What the rates decision means for real estate

Despite a higher-than-expected rise in consumer price inflation at the end of August to 6,4% year-on-year, and the recent further decline in the rand exchange rate, Reserve Bank Governor Gill Marcus announced yesterday that the Monetary Policy Committee has decided to leave interest rates as they are, at least until November.
Citing concerns about economic growth, which only rose 0,6% in the second quarter of this year after declining by 0,6% in the first quarter, Marcus said it had been decided to keep the repo rate at 5,75% and prime (as well as the variable home loan interest rate) at 9,25%.
As a result, the repayment on a 20-year home loan of R757 125 – the current national average approved bond amount - will remain at R6934, according to SA’s leading mortgage origination group BetterBond Home Loans, while the repayment on the average home loan of R586 705 that is currently being approved for first-time buyers will stay at R5373.
“In addition,” notes BetterBond CEO Shaun Rademeyer, “there will be no increase for now in car instalments, credit card repayments or other debt commitments, and this will bring some relief to consumers who are battling to cope with considerably higher food, fuel and utility costs at this time.
“We do not, however, expect the stasis in interest rates to alter the slowdown in residential property market activity that has been taking place since the 25 percentage point interest rate increases that were announced in July.

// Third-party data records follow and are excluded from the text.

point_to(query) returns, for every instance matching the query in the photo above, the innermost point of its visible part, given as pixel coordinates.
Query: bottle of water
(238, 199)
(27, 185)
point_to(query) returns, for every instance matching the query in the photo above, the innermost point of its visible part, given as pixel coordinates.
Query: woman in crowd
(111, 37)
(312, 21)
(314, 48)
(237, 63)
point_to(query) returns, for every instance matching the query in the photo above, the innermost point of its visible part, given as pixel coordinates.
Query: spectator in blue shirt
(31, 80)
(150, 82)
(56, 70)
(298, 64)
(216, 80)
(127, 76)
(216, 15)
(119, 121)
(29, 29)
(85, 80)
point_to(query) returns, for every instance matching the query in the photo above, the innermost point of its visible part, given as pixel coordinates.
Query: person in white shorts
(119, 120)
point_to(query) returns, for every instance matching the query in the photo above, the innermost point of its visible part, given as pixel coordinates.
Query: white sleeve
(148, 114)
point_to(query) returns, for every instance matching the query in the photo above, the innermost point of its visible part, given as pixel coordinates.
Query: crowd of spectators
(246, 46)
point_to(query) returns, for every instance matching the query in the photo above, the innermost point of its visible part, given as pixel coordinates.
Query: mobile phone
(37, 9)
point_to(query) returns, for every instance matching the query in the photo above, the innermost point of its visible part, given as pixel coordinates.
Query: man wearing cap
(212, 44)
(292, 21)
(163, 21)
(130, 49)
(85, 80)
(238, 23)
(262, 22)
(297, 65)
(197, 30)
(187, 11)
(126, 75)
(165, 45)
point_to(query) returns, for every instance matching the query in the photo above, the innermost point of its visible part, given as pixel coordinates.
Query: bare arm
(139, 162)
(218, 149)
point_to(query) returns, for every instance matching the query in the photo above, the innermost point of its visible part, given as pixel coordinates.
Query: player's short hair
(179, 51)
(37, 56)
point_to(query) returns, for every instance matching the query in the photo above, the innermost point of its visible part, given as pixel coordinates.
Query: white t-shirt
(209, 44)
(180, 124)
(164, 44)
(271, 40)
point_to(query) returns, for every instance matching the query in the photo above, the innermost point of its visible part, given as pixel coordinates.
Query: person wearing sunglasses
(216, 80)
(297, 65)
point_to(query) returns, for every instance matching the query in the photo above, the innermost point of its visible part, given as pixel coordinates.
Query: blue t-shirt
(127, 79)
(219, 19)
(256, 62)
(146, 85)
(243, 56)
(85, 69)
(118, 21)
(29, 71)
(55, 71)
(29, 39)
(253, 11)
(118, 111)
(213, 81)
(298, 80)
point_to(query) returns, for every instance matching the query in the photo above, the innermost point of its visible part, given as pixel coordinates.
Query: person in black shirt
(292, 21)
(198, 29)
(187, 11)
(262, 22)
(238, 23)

And the reason is the current shortage of residential stock for sale in popular areas and lack of new development to take up the slack, which has caused house prices to rise faster than expected.”

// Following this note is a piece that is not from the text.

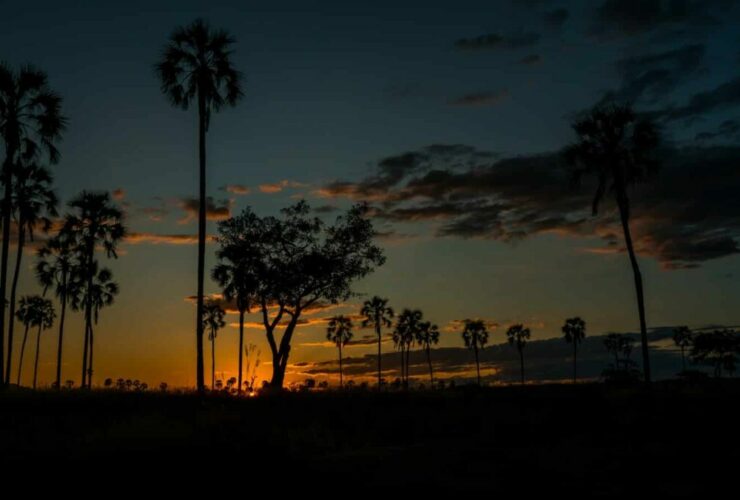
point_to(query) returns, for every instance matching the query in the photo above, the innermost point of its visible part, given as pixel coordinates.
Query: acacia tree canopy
(297, 261)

These price increases, he explains, make it more difficult for prospective buyers to qualify for home loans now, even if they are able to borrow at prime. “The average home price rose 8% in the 12 months to end-August, while the average salary or wage increase was only about 6%.
“At the same time, the higher cost of living as well as interest rate increases totalling 0,75 percentage points since the beginning of the year have eaten into the ‘free’ income available to cover a home loan repayment.”
Consequently, Rademeyer says, the best course for prospective homebuyers now is still to try to save up bigger deposits before entering the market, as this will not only make it easier for them to qualify for a loan, but lower their monthly home loan instalments.
“In addition, they really should obtain pre-qualification for a home loan before they start looking for a property, so that they know what they can realistically afford, and be sure to apply for their loan through a reputable mortgage originator as this will give them a much better chance of securing an approval. At BetterBond, for example, we obtained approved for more than 74% of all the loan applications we submitted in the 12 months to end-August.”